Average Time a Car Accident Settlement Takes
After a wreck, it can be difficult to wait for your claim to go through.
You might have medical bills and car repair invoices piling up, and you're not sure how you're going to pay.
A car accident can make you feel like everything is out of your control.
To give you a better sense of what time frame to expect in this challenging situation, this article provides examples from typical car accident cases and advice for moving forward.
Average Time to Settle your Car Accident Out of Court
After a car accident, many people try to settle with an insurance company directly to avoid an expensive, drawn-out lawsuit.

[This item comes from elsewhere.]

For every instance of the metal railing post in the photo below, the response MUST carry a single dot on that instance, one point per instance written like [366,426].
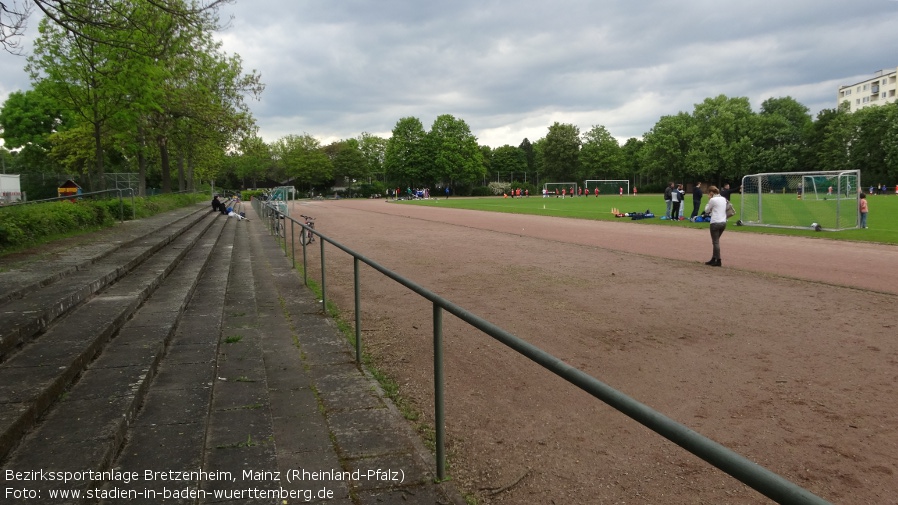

If you are trying to settle out of court, you may be wondering, "How long does it take for an insurance company to pay out a claim?"
Here's how it works.
To complete the settlement process with an insurance company outside of court, you will start by agreeing to a settlement amount and signing a release form.
By signing this release, you are giving up your right to sue the driver who is responsible for your car accident injuries.
After the insurance company receives your signed release, they will send the agreed-upon sum of money. In most cases, the settlement check is delivered to your attorney who will pay off the liens that the check is intended for.
These liens may include property damage repairs, medical bills, and more. Your attorney will then deduct legal fees and other expenses related to your claim.
After making all the necessary deductions, your attorney’s office will give you a check for the remaining balance of your settlement.
It usually takes between four and six weeks to complete the entire settlement process after an amount is agreed upon. Keep in mind that this time frame varies for every case.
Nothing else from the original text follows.